BONN, Germany -- Parliamentarians Thursday issued passionate pleas for their choice of the future seat of Germany's government, with Chancellor Helmut Kohl arguing strongly in favor of Berlin over Bonn.
Kohl said that although he cherished Bonn, it was now essential that the government should move to the metropolis that has come to symbolize German unity. A decision by parliament on the seat of government was expected Thursday evening.
'Berlin has an important geopolitical function and Berlin is a good location for that (function),' Kohl said. 'And that's why I am voting for Berlin.'
The chancellor recalled celebrations that marked the Oct. 3, 1990, merger of East Germany and West Germany into a single nation after 40 years of division.
'When we stood in front of the Reichstag in that unforgettable night of German unification, of course it was clear to me that I am for Berlin,' Kohl said.
The odds appeared to be in favor of keeping government and parliament in Bonn, which was the capital of West Germany. However, it simply wasn't known for sure the way the vote would go.
Willy Brandt, the former Social Democratic chancellor and longtime mayor of Berlin, said that a vote in favor of Berlin would give the German people a real chance to overcome their four decades of division.
'Germany will not remain the east of the West, it is in the center of Europe and Berlin is well-situated for that,' Brandt said.
In an ironic comparison, Brandt pointed out that when the German occupation of France ended in World War II, Paris again became the seat of government, rather than Vichy -- which had been the wartime capital of unoccupied France andheadquarters of French collaborationist authorities.
Brandt's remark drew both catcalls and cheers from deputies.
The wrangling, disputes and attempts at compromise about the Bonn-or- Berlin question continued until the very last minute, almost one year after the bitter battle of words over a capital started.
Leading political parties earlier rejected a last-minute compromise proposal that, in essence, simply suggested parliament should decide to postpone the decision by several years.
A total of 120 parliamentarians were allowed 15 minutes each to address the Bundestag -- the parliamentary house of representatives -- in Thursday's debate.
'One can understand that there are plenty of emotions, that there is much passion on the issue,' said Wolfgang Thierse, an eastern German member of the Social Democratic Party, one of the first delegates to address the Bundestag.
Delegates will have to vote on five proposals, including one calling for a move to Berlin soon and another to keep the government and the Bundestag in Bonn.
A proposal presented by the Party of Democratic Socialism -- the reformed East German Communists -- calls for government and all parliamentary institutions to Berlin immediately.

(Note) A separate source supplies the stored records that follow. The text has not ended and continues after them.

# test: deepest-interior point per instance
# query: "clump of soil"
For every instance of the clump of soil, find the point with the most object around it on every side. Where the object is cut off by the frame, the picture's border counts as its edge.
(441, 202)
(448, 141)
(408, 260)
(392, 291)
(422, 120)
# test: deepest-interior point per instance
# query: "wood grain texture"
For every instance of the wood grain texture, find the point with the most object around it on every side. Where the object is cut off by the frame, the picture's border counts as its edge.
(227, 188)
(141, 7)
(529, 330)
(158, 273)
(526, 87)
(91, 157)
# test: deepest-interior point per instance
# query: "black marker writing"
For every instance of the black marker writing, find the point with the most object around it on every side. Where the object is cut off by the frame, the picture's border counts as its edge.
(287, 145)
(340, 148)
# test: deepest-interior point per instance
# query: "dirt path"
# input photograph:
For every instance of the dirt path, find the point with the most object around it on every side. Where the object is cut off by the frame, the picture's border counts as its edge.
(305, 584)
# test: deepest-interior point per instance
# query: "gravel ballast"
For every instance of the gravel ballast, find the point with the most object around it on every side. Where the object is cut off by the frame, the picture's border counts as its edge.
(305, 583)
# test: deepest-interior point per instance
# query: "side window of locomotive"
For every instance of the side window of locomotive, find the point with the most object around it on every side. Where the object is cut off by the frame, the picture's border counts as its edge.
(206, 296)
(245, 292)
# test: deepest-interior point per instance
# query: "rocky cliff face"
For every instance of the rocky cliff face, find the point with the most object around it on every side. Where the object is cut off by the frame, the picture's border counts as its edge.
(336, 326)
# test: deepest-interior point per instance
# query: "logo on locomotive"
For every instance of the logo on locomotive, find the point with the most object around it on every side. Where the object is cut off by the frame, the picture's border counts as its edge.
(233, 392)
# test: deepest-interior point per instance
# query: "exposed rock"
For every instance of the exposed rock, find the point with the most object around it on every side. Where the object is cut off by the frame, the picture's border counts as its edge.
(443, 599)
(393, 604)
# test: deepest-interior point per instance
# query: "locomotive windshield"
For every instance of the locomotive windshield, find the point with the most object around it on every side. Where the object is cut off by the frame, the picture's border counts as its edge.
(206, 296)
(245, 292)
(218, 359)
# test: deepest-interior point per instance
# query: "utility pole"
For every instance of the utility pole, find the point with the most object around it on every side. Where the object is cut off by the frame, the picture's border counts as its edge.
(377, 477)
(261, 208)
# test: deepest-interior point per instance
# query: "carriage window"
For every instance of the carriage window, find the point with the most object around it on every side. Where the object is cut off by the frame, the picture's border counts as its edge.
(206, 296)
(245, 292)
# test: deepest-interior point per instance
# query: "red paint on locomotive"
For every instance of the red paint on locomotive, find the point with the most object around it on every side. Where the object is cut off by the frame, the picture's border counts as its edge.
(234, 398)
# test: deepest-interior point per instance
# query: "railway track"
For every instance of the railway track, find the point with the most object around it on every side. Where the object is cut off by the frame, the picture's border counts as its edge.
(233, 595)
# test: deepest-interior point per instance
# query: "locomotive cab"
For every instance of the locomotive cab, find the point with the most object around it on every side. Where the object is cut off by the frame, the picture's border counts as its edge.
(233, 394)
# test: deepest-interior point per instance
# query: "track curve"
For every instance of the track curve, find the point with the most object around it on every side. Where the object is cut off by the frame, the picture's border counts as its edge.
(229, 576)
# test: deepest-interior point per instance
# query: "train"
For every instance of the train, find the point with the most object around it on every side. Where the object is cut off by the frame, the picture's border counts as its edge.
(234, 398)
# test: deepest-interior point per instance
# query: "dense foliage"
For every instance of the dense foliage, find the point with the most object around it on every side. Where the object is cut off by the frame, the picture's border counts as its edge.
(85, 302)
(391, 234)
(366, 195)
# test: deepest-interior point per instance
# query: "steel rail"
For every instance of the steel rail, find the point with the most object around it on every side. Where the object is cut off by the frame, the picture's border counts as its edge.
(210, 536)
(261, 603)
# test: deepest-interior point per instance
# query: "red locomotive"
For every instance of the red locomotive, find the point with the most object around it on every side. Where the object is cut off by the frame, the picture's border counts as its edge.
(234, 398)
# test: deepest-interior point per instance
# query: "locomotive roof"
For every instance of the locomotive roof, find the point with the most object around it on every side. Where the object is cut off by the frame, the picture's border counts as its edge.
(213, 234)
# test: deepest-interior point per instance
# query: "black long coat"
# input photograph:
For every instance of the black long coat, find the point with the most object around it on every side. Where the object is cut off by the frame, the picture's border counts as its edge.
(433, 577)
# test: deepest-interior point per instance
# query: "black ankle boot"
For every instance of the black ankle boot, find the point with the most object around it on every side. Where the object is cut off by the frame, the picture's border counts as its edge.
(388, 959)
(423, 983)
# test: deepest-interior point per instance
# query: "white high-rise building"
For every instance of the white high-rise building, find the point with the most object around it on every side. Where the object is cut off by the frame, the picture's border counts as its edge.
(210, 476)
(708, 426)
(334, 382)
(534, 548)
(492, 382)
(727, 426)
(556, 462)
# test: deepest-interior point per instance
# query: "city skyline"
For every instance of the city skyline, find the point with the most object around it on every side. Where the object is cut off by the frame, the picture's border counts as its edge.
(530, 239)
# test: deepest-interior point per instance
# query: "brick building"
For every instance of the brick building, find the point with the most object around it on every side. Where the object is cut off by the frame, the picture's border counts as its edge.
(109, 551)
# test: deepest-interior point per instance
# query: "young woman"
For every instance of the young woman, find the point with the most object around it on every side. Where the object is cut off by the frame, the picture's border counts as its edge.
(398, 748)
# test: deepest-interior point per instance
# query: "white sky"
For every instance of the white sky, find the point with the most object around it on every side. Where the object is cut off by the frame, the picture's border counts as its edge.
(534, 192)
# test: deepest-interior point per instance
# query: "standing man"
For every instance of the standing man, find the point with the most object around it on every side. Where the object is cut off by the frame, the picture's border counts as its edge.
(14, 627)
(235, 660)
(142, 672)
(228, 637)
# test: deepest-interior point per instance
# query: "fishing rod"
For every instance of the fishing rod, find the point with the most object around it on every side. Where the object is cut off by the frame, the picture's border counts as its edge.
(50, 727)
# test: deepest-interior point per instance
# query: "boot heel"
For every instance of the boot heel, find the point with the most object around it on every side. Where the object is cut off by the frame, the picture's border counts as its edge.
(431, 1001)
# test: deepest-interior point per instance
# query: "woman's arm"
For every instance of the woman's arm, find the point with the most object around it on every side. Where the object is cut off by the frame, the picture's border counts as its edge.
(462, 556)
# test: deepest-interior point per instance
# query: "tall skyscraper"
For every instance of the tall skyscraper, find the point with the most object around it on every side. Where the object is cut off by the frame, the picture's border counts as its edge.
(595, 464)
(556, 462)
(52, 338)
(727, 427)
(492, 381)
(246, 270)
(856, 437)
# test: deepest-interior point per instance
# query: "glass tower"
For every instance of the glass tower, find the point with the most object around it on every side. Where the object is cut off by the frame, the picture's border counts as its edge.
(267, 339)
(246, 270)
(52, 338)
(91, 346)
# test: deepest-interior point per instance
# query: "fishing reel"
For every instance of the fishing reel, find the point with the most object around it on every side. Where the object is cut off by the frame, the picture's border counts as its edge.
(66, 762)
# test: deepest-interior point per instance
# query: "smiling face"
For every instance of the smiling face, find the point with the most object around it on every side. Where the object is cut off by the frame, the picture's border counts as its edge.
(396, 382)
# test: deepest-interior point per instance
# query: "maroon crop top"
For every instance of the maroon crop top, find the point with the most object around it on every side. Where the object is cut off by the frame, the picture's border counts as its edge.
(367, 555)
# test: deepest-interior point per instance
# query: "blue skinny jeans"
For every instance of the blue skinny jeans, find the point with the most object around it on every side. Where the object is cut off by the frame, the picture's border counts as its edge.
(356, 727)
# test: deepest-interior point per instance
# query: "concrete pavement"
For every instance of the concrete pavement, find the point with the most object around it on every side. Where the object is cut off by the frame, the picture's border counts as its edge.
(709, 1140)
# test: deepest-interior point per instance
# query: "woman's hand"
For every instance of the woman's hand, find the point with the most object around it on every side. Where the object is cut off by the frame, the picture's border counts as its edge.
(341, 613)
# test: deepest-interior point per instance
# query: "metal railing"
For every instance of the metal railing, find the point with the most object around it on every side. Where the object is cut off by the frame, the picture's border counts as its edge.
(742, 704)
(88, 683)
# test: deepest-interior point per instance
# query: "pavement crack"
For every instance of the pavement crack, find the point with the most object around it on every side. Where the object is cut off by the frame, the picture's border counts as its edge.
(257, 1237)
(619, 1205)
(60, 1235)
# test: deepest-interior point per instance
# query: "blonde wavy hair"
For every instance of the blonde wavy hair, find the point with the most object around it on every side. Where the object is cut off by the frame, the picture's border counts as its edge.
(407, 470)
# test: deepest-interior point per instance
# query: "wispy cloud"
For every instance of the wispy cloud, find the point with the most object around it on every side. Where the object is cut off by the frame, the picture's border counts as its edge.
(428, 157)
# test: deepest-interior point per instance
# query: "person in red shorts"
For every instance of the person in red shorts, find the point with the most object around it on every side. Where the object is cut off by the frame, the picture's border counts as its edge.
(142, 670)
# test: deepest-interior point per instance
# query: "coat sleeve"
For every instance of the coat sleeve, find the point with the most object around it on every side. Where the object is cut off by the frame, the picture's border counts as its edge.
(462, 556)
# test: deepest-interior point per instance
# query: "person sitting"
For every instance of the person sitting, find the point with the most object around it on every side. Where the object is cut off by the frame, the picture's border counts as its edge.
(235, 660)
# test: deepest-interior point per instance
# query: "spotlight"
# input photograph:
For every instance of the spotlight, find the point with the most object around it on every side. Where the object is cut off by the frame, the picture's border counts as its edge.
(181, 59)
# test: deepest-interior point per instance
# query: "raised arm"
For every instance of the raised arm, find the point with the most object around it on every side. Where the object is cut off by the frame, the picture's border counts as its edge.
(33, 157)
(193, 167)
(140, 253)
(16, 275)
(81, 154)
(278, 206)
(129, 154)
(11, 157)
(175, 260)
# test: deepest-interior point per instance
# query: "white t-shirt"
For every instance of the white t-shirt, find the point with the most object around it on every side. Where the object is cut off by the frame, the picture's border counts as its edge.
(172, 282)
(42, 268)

One proposal said the Bundestag should be in one city and the government in the other and the final proposal simply rejects this concept.
Opponents of a move to Berlin say it would be a waste of money at a time when the government was already battling to meet the costs of rebuilding eastern Germany.
Berliners say theirs is a world-class metropolis and its situation -- enclaved in what used to be East Germany -- would help attract foreign investment for the east.
Bonn residents were nervously optimistic about the outcome of the vote.
Virtually every bar owner has put up some form of pro-Bonn decoration and has stocked up on beer, getting ready for a huge victory celebration.
'Unroll a Berlin flag if you want, we'll still win,' a confident waiter told a patron at Bonn's Gambrinus bar, patronized by politicians.